A entrevista é acompanhada por Adair porque o casal viu nela uma grande amiga e fez questão de sua presença. “É nossa mãe aqui em Canoinhas”, afirma Luis ao lembrar com carinho que foi Adair uma das primeiras pessoas a abrir as portas de sua casa e de seu coração para os cubanos. “Muita gente olha para nós com receio, depois acaba conversando, entendendo, mas Adair assim que nos conheceu, nos acolheu”, conta Esmeralda.

 

Mas essa história de deixar sua terra natal e se aventurar pelo mundo começa bem antes, na Venezuela, onde o casal se conheceu. Viúva, Esmeralda tinha deixado dois filhos com sua irmã em Cuba.

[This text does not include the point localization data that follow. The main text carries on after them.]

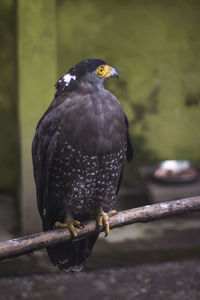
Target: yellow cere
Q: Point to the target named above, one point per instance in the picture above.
(103, 71)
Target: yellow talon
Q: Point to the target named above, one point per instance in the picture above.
(102, 219)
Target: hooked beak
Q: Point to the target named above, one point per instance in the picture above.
(114, 73)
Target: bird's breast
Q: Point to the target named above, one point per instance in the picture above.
(94, 122)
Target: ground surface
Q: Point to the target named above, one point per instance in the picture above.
(153, 261)
(170, 281)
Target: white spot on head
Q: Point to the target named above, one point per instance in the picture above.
(67, 78)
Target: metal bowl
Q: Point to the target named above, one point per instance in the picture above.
(175, 171)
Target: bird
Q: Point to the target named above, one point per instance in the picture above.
(79, 151)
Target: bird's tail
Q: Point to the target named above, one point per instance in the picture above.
(71, 255)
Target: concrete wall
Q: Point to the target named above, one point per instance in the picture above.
(37, 63)
(155, 46)
(9, 138)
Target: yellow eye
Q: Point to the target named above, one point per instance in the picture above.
(100, 71)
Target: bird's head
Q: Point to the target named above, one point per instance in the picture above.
(94, 71)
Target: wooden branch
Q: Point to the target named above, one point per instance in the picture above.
(28, 244)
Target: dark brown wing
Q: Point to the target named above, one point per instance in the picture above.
(129, 153)
(43, 147)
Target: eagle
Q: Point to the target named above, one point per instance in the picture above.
(79, 151)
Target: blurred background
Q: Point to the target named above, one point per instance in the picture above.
(155, 46)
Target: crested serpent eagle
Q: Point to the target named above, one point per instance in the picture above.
(79, 151)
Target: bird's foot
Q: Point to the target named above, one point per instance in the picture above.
(70, 225)
(102, 219)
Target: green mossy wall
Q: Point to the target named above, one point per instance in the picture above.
(156, 47)
(9, 137)
(154, 44)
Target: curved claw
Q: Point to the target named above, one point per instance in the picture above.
(102, 219)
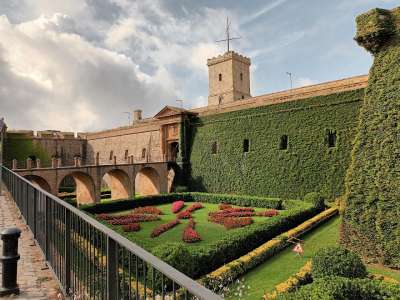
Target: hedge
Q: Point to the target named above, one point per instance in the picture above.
(308, 164)
(344, 288)
(229, 272)
(371, 217)
(302, 277)
(118, 205)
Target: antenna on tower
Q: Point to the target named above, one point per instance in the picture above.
(228, 35)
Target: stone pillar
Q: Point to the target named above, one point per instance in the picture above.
(29, 163)
(54, 162)
(14, 164)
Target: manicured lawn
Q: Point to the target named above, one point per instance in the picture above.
(283, 265)
(208, 231)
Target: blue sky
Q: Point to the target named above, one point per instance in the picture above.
(79, 65)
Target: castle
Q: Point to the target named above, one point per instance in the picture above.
(251, 133)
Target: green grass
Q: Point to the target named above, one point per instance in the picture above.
(208, 231)
(283, 265)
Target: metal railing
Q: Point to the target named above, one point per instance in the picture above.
(89, 259)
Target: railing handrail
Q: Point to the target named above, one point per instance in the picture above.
(183, 280)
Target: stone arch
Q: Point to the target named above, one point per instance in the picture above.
(119, 183)
(39, 182)
(85, 188)
(147, 182)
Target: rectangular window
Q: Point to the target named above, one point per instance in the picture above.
(283, 143)
(246, 146)
(214, 148)
(331, 138)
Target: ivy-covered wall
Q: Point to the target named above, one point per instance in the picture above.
(371, 220)
(308, 164)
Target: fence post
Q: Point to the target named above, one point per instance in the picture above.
(112, 269)
(67, 247)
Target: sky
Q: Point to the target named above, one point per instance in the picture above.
(81, 65)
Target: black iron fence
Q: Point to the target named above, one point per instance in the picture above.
(90, 260)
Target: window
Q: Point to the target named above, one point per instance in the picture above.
(246, 146)
(283, 143)
(214, 148)
(331, 138)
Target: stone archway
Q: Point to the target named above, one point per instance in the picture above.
(147, 182)
(39, 182)
(85, 188)
(119, 183)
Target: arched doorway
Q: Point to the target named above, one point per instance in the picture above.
(39, 182)
(147, 182)
(119, 184)
(83, 187)
(173, 150)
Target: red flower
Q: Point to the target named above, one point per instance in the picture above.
(151, 210)
(177, 206)
(131, 227)
(163, 228)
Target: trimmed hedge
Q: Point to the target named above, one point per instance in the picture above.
(118, 205)
(308, 164)
(229, 272)
(337, 261)
(333, 288)
(371, 217)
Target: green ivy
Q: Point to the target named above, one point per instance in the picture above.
(308, 164)
(371, 223)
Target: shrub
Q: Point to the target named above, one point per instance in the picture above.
(231, 223)
(268, 213)
(131, 227)
(316, 199)
(190, 235)
(332, 288)
(337, 261)
(152, 210)
(163, 228)
(177, 206)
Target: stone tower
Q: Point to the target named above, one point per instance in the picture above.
(229, 78)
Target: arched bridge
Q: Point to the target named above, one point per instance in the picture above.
(124, 180)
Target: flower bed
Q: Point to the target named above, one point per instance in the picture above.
(128, 219)
(163, 228)
(190, 235)
(131, 227)
(187, 213)
(151, 210)
(177, 206)
(229, 272)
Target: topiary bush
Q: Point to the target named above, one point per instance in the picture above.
(333, 288)
(337, 261)
(316, 199)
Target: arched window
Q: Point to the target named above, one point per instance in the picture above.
(283, 143)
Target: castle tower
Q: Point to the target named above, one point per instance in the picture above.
(229, 78)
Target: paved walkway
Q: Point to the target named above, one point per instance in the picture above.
(35, 281)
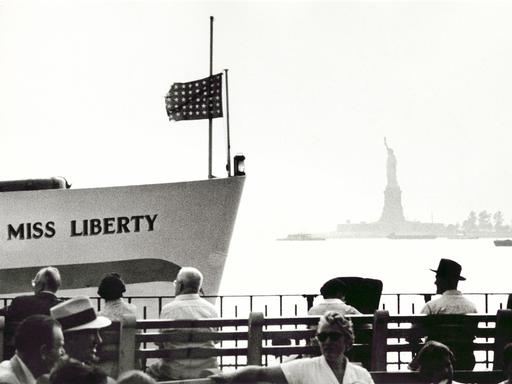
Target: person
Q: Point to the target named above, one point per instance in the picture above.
(452, 301)
(81, 328)
(186, 306)
(507, 363)
(335, 335)
(111, 289)
(45, 285)
(135, 377)
(435, 361)
(39, 345)
(70, 371)
(448, 275)
(333, 292)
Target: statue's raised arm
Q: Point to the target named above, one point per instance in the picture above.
(391, 166)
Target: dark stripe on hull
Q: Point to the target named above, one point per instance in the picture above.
(14, 280)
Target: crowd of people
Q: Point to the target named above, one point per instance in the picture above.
(55, 341)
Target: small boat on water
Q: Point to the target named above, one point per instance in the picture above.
(301, 237)
(503, 243)
(410, 237)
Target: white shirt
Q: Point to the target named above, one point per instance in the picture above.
(316, 370)
(186, 307)
(451, 302)
(15, 371)
(332, 305)
(115, 309)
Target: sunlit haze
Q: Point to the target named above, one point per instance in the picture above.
(315, 86)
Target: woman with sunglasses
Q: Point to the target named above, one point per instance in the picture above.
(435, 363)
(335, 335)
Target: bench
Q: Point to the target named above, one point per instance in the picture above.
(280, 337)
(142, 340)
(393, 336)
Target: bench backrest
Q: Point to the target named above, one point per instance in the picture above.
(281, 337)
(487, 377)
(403, 335)
(146, 340)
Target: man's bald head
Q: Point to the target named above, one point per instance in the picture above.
(190, 279)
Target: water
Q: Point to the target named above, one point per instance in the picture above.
(291, 267)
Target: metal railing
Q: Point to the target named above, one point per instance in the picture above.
(298, 304)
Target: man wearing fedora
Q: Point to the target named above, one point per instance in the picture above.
(452, 301)
(81, 328)
(39, 345)
(456, 334)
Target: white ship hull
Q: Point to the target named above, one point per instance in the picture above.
(145, 233)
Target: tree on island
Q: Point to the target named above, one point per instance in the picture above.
(484, 221)
(469, 225)
(498, 221)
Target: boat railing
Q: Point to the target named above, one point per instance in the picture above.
(149, 307)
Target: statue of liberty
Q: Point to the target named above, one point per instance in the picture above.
(391, 167)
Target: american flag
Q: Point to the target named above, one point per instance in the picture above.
(200, 99)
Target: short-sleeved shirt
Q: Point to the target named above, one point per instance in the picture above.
(332, 305)
(186, 307)
(115, 309)
(451, 302)
(316, 370)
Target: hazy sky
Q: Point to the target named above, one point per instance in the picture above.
(314, 88)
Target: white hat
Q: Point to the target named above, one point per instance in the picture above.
(78, 313)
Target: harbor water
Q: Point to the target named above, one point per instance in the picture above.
(290, 267)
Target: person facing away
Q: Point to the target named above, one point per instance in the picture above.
(435, 363)
(111, 289)
(452, 301)
(39, 345)
(448, 275)
(71, 371)
(45, 285)
(186, 306)
(135, 377)
(333, 292)
(81, 328)
(335, 335)
(507, 363)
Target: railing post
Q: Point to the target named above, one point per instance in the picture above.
(127, 343)
(2, 329)
(503, 336)
(309, 299)
(379, 341)
(255, 338)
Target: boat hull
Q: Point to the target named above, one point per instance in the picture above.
(145, 232)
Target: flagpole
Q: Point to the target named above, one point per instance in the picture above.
(210, 175)
(228, 165)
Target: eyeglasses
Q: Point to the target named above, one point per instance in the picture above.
(333, 336)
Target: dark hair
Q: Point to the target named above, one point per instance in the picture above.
(337, 319)
(111, 287)
(47, 278)
(34, 332)
(71, 371)
(431, 351)
(332, 288)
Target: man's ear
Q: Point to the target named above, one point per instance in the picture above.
(43, 352)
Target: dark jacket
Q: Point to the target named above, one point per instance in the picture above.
(22, 307)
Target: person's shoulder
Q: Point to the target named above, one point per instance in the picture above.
(7, 375)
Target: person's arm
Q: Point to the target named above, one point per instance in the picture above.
(252, 374)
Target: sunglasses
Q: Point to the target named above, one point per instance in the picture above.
(333, 336)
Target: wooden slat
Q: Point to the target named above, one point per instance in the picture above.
(190, 336)
(189, 353)
(202, 323)
(289, 334)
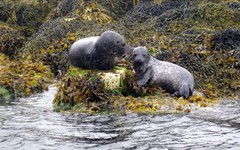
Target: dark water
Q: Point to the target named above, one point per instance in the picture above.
(31, 124)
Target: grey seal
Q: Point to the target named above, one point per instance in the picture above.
(98, 52)
(171, 77)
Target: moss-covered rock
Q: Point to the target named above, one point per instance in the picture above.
(11, 41)
(23, 78)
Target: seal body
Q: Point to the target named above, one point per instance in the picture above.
(98, 52)
(171, 77)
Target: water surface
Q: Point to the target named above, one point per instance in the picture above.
(30, 123)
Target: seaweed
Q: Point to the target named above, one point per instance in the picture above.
(11, 41)
(24, 78)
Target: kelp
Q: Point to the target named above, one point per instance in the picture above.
(23, 78)
(26, 15)
(11, 41)
(56, 55)
(79, 87)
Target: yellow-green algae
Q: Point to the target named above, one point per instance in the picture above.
(86, 91)
(23, 78)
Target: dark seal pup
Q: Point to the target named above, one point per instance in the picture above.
(173, 78)
(99, 52)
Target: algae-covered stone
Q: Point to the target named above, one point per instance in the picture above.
(11, 40)
(85, 86)
(23, 78)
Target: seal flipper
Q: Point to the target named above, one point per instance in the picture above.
(146, 76)
(184, 91)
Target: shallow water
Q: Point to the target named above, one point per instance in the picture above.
(30, 123)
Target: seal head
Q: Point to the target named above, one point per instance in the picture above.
(100, 52)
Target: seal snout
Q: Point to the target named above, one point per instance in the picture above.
(140, 56)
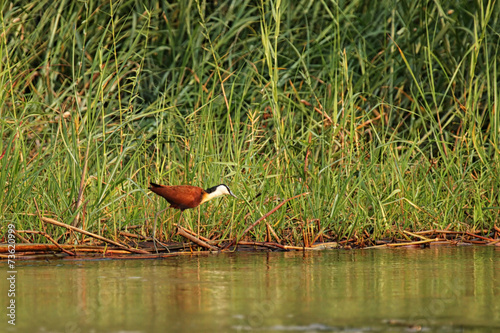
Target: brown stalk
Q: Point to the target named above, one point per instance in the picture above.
(235, 241)
(70, 227)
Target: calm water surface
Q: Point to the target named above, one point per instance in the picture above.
(405, 290)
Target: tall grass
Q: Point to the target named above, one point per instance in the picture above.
(386, 112)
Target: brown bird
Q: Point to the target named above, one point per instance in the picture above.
(186, 196)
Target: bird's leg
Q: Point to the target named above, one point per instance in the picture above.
(154, 232)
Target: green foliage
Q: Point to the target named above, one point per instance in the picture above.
(386, 112)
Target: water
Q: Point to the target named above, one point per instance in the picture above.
(405, 290)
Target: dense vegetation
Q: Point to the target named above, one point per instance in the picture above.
(386, 112)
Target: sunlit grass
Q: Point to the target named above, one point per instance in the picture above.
(387, 115)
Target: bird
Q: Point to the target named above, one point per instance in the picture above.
(184, 197)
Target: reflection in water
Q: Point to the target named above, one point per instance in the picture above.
(451, 289)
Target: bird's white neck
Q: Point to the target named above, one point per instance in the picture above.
(209, 196)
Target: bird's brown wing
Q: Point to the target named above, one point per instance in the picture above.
(179, 196)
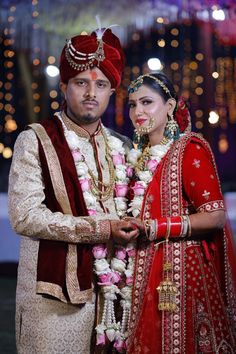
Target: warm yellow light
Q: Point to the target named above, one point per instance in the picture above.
(36, 96)
(7, 153)
(36, 109)
(53, 93)
(223, 145)
(1, 148)
(199, 91)
(8, 107)
(8, 64)
(174, 66)
(10, 125)
(193, 65)
(36, 62)
(174, 31)
(135, 36)
(199, 56)
(35, 14)
(51, 59)
(199, 79)
(213, 117)
(135, 70)
(176, 87)
(174, 43)
(55, 105)
(8, 96)
(10, 76)
(199, 113)
(160, 20)
(199, 124)
(8, 116)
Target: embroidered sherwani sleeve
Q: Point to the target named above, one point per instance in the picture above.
(200, 179)
(29, 215)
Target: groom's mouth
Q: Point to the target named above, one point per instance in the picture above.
(141, 121)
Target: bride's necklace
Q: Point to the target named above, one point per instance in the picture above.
(114, 276)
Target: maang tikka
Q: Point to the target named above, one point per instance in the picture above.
(139, 133)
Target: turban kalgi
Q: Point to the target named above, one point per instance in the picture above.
(86, 51)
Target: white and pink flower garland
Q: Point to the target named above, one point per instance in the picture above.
(157, 152)
(115, 276)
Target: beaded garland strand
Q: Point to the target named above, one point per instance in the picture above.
(115, 276)
(144, 163)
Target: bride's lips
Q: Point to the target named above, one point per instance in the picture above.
(141, 121)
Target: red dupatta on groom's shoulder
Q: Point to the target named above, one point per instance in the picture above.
(153, 331)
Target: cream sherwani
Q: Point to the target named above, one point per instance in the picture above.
(43, 325)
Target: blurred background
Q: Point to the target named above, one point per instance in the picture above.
(193, 42)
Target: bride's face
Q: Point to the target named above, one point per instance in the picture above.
(146, 105)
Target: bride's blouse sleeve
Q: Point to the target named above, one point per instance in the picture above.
(200, 179)
(28, 213)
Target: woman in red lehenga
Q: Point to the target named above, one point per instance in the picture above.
(184, 292)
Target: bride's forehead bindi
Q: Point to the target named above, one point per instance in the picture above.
(93, 75)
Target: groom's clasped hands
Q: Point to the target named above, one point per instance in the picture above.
(126, 230)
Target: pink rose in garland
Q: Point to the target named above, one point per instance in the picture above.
(182, 115)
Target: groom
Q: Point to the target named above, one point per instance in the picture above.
(58, 217)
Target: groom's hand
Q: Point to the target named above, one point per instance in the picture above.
(136, 223)
(123, 232)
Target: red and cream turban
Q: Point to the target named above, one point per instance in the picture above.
(86, 51)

Queria juntar dinheiro e voltar. Luis vinha de um casamento já desestruturado, que tinha na filha sua única alegria. Também havia embarcado para a Venezuela em busca de dias melhores. Os dois se encontraram no país vizinho e logo ficaram amigos. A saudade de casa e as histórias em comum resultaram na iminente relação. De lá pra cá, fizeram tudo juntos. De volta a Cuba tiveram uma filha, hoje com quatro anos.

 

Em 2014, quando souberam do Mais Médicos, decidiram aderir ao programa. Queriam construir uma casa para viver com a filha em comum. Não viam condições para tanto se continuassem clinicando em Cuba. Mesmo com a mordida generosa que o governo cubano dá no salário deles – eles recebem US$ 1.245, ou cerca de R$ 3 mil líquidos, desse valor, US$ 400 vão para o governo – o ganho é maior que em Cuba.

 

Esse desconto, tão criticado pelos brasileiros, não os incomoda. “Sabíamos que seria assim, então aceitamos as regras”, diz Esmeralda. Da mesma forma, a regra cubana que os impede de trazer os filhos para o Brasil foi pré-estabelecida. Apesar da saudade que aperta cada vez mais, eles sabiam que teriam de se privar do convívio com os filhos.

 

POLÍTICA

Luis e Esmeralda têm opinião bem demarcada sobre o governo de seu país. “Hoje a economia cubana não existe, está desgastada, mas não podemos deixar de lembrar que até 1991 (logo após a queda do mundo socialista com o fim da União Soviética) o país era muito bom de se viver”, explica Esmeralda com a certeza de que não teria se formado médica sem o apoio de seu país. Tanto ela quanto Luis estudaram Medicina subsidiados pelo governo. A educação, por sinal, é citada pelos dois como ponto alto de se viver em Cuba, acompanhado do eficiente atendimento em saúde e da segurança.

 

CHEGADA E PARTIDA

Luis e Esmeralda não tiveram necessariamente uma boa recepção em Canoinhas, mas a má impressão foi logo dissipada pelo carinho que receberam de inúmeras pessoas, a começar pela equipe da Secretaria de Saúde da cidade.

 

Quando chegaram foram instalados em um hotel no centro e tinham de ir a pé até um restaurante no Jardim Esperança para almoçar e jantar. Quando ameaçaram desistir do programa, tudo foi resolvido. Apartamento mais próximo do restaurante e um carro da Secretaria de Saúde a postos todos os dias para levá-los para as Unidades de Saúde. Luis foi para a Unidade do Campo d’Água Verde. Esmeralda para a recém-criada U.S do Cristo Rei e, logo em seguida, para a U. S. da Cohab I. Esmeralda também atendeu nas U.S. do bairro da Piedade e do Distrito de Marcílio Dias.Nos postos, ambos fizeram muitos amigos. “No começo sentimos muito o receio das pessoas, mas com o passar do tempo isso foi se transformando em amizade”, conta Luis. O idioma foi a maior barreira. Hoje eles continuam falando num misto de espanhol e português, mas se fazem entender perfeitamente.

 

De modo geral, são extremamente gratos aos canoinhenses. “Ganhamos uma família de amigos em Canoinhas, mas qualquer pessoa que vai para fora de seu país quer voltar para sua terra”, afirma Esmeralda, que se emociona ao se lembrar dos filhos. “Toda criança precisa de uma mãe”, frisa com a esperança de encontrar os filhos que não vê há um ano. Nos últimos quatro anos, foi uma visita por ano para Cuba. Saudade que não cabe no peito.